# Variant Scoring Guide

This guide covers how to create and use custom variant scoring models in VariantCentrifuge.

## Overview

VariantCentrifuge's scoring system allows you to apply custom mathematical models to score variants based on their annotations.

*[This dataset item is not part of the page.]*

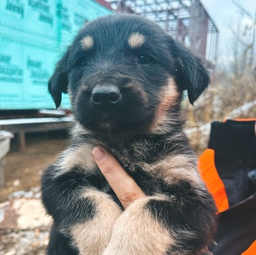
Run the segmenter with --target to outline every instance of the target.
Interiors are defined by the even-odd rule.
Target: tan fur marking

This is useful for:

- Prioritizing variants based on multiple criteria
- Implementing published scoring algorithms
- Creating disease-specific variant rankings
- Combining multiple evidence types into a single score

## How Scoring Works

The scoring system:
1. Loads configuration files that define variable mappings and formulas
2. Maps VCF annotation columns to formula variables
3. Applies the formula to calculate scores
4. Adds score columns to the output

## Configuration Structure

A scoring configuration consists of two JSON files in a directory:

### 1. Variable Assignment Configuration

`variable_assignment_config.json` maps VCF columns to formula variables:

```json
{
  "variables": {
    "VCF_COLUMN_NAME": "formula_variable|default:value"
  }
}
```

### 2. Formula Configuration

`formula_config.json` defines the scoring formulas:

```json
{
  "formulas": [
    {
      "score_name": "formula_expression"
    }
  ]
}
```

## Creating a Custom Scoring Model

### Step 1: Identify Required Annotations

First, determine which VCF annotations you need for your scoring model:

- Allele frequencies (e.g., `dbNSFP_gnomAD_exomes_AF`)
- Pathogenicity scores (e.g., `dbNSFP_CADD_phred`, `dbNSFP_REVEL_score`)
- Variant effects (e.g., `ANN[0].EFFECT`, `ANN[0].IMPACT`)
- Conservation scores (e.g., `dbNSFP_phyloP100way_vertebrate`)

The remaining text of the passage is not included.